Induction of RIG-I-like receptor signaling pathways in the brains. BALB/c mice were infected intranasally with LD100 doses of WSN, WSNad, NS80, and NS80ad viruses. The brains were harvested from non-infected mice and from infected mice on the 3rd day p.i., and brain homogenates were used for analyses. Representative (A) reverse transcription PCR blots and (B) relative expression levels of mRNAs were obtained. The expression values represent the mean of three separate brains and are presented as the mean ± SD. Data were statistically evaluated using one-way ANOVA and post hoc Tukey’s HSD test; p < 0.05; p < 0.01; p < 0.001. RIG, retinoic acid-inducible gene; IFN, interferon; IRF, interferon regulatory factor; p.i., post-infection; MDA5, melanoma differentiation-associated gene 5. (C) Immunoblot of IRF3, phosphorylated IRF3, IRF7, and phosphorylated IRF7 in the brains of mice infected with WSN, WSNad, NS80, NS80ad, or mock control. HSC70 served as loading control. (D) Relative expression levels in Western blot are presented as the mean of three independent experiments and presented as the mean ± SD. Data were statistically evaluated using one-way ANOVA and post hoc Tukey’s HSD test; p < 0.05; p < 0.01; p < 0.001.

Figure 7

Induction of cytokines, Th, and macrophage markers in the brains. BALB/c mice were infected intranasally with LD100 doses of WSN, WSNad, NS80, and NS80ad viruses. The brains were harvested from non-infected mice and from infected mice on the 3rd day p.i., and brain homogenates were used for assessment of mRNA levels. Representative (A) reverse transcription PCR blots and (B) relative expression levels of mRNAs were obtained.
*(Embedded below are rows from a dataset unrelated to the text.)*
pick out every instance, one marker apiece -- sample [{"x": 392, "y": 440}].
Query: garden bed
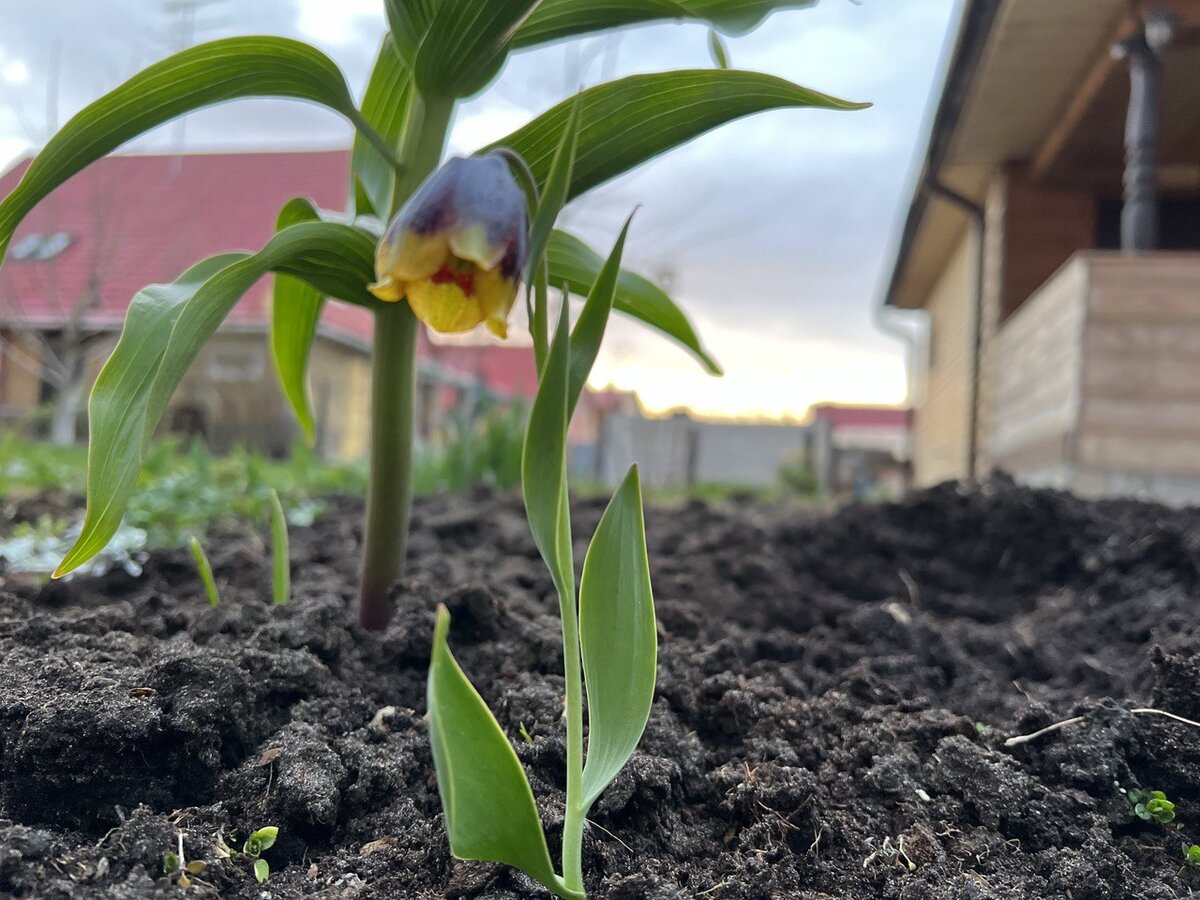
[{"x": 834, "y": 695}]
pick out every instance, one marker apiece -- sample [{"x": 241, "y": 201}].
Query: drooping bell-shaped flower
[{"x": 457, "y": 247}]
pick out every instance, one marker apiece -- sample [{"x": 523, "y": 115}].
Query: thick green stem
[
  {"x": 573, "y": 667},
  {"x": 394, "y": 389}
]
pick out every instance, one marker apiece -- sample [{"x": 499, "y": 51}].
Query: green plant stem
[
  {"x": 394, "y": 388},
  {"x": 575, "y": 814},
  {"x": 540, "y": 324}
]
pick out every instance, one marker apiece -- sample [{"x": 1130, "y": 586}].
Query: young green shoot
[
  {"x": 281, "y": 559},
  {"x": 204, "y": 569},
  {"x": 610, "y": 641},
  {"x": 175, "y": 867},
  {"x": 1150, "y": 805},
  {"x": 1191, "y": 857},
  {"x": 257, "y": 844}
]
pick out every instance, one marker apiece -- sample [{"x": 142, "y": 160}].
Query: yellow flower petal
[
  {"x": 496, "y": 295},
  {"x": 444, "y": 307},
  {"x": 388, "y": 289},
  {"x": 471, "y": 243},
  {"x": 408, "y": 256}
]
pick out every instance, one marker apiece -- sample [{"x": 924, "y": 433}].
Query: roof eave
[{"x": 973, "y": 31}]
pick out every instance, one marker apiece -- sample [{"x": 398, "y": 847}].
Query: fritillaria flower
[{"x": 457, "y": 247}]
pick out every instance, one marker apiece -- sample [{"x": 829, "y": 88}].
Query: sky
[{"x": 774, "y": 233}]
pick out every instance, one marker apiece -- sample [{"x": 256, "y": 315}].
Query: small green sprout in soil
[
  {"x": 1150, "y": 805},
  {"x": 281, "y": 563},
  {"x": 252, "y": 849},
  {"x": 205, "y": 571},
  {"x": 177, "y": 869},
  {"x": 1191, "y": 857}
]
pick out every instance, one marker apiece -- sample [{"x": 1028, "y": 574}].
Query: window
[{"x": 40, "y": 247}]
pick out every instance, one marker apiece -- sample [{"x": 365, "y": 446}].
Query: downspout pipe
[{"x": 978, "y": 227}]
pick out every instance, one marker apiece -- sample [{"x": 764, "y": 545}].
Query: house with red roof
[{"x": 131, "y": 221}]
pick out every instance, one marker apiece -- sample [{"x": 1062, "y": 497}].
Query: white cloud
[
  {"x": 339, "y": 22},
  {"x": 15, "y": 72}
]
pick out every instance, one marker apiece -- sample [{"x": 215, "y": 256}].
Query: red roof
[
  {"x": 139, "y": 220},
  {"x": 863, "y": 417}
]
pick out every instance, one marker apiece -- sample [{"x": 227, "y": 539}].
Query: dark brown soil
[{"x": 833, "y": 700}]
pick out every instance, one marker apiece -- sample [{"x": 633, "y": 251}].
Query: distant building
[
  {"x": 130, "y": 221},
  {"x": 861, "y": 450},
  {"x": 843, "y": 449},
  {"x": 1053, "y": 244}
]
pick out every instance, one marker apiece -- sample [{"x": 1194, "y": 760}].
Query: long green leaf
[
  {"x": 295, "y": 313},
  {"x": 544, "y": 463},
  {"x": 617, "y": 637},
  {"x": 628, "y": 121},
  {"x": 466, "y": 45},
  {"x": 198, "y": 77},
  {"x": 165, "y": 329},
  {"x": 281, "y": 556},
  {"x": 490, "y": 811},
  {"x": 593, "y": 321},
  {"x": 555, "y": 190},
  {"x": 556, "y": 19},
  {"x": 385, "y": 107},
  {"x": 576, "y": 265}
]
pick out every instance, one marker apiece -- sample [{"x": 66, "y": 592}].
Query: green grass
[{"x": 185, "y": 490}]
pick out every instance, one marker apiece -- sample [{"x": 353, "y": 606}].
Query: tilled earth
[{"x": 833, "y": 701}]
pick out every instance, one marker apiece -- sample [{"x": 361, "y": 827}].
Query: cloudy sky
[{"x": 774, "y": 232}]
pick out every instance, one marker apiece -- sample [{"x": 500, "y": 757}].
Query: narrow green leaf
[
  {"x": 281, "y": 564},
  {"x": 593, "y": 319},
  {"x": 205, "y": 571},
  {"x": 544, "y": 463},
  {"x": 575, "y": 264},
  {"x": 408, "y": 21},
  {"x": 628, "y": 121},
  {"x": 717, "y": 48},
  {"x": 617, "y": 636},
  {"x": 553, "y": 193},
  {"x": 385, "y": 107},
  {"x": 490, "y": 811},
  {"x": 198, "y": 77},
  {"x": 466, "y": 45},
  {"x": 556, "y": 19},
  {"x": 295, "y": 315},
  {"x": 165, "y": 329}
]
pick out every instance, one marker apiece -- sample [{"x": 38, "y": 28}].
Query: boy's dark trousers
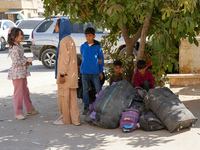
[
  {"x": 86, "y": 79},
  {"x": 146, "y": 85}
]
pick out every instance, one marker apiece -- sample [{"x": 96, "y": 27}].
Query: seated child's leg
[
  {"x": 86, "y": 83},
  {"x": 96, "y": 82},
  {"x": 146, "y": 85}
]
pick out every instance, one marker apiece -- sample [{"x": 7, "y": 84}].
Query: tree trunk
[
  {"x": 140, "y": 55},
  {"x": 130, "y": 42}
]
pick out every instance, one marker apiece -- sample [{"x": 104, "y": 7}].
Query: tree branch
[
  {"x": 173, "y": 4},
  {"x": 143, "y": 36}
]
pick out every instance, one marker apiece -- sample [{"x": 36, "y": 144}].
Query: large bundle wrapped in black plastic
[
  {"x": 111, "y": 103},
  {"x": 169, "y": 109}
]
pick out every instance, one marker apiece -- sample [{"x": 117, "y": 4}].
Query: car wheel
[
  {"x": 123, "y": 52},
  {"x": 49, "y": 58},
  {"x": 2, "y": 44}
]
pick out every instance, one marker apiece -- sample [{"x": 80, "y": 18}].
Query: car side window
[
  {"x": 44, "y": 26},
  {"x": 5, "y": 25},
  {"x": 10, "y": 24}
]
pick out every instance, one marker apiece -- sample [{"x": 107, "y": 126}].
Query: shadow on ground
[{"x": 38, "y": 132}]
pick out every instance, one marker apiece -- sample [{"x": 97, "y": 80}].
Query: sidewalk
[{"x": 38, "y": 133}]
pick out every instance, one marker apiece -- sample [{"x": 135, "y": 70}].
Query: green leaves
[{"x": 167, "y": 26}]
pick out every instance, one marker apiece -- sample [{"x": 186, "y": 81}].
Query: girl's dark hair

The expression values represent the mean of three separate brains and are presented as the mean ± SD. Data were statistically evaluated using one-way ANOVA and post hoc Tukey’s HSD test; p < 0.05; p < 0.01; p < 0.001.

Figure 8

Cytokine expression in the brains of mice infected with LD100 doses of WSN, WSNad, NS80, and NS80ad viruses. Protein expression levels of cytokines in the brain of infected mice harvested on the 3rd day p.i. were determined by cytokine array. The expression levels of cytokines were normalized to the expression level of reference spots. The assay was performed in duplicate to ensure reproducibility of the results. Results are presented as mean ± SD (n = 3). Data were statistically evaluated using one-way ANOVA and post hoc Tukey’s HSD test; p < 0.05; p < 0.01; p < 0.001.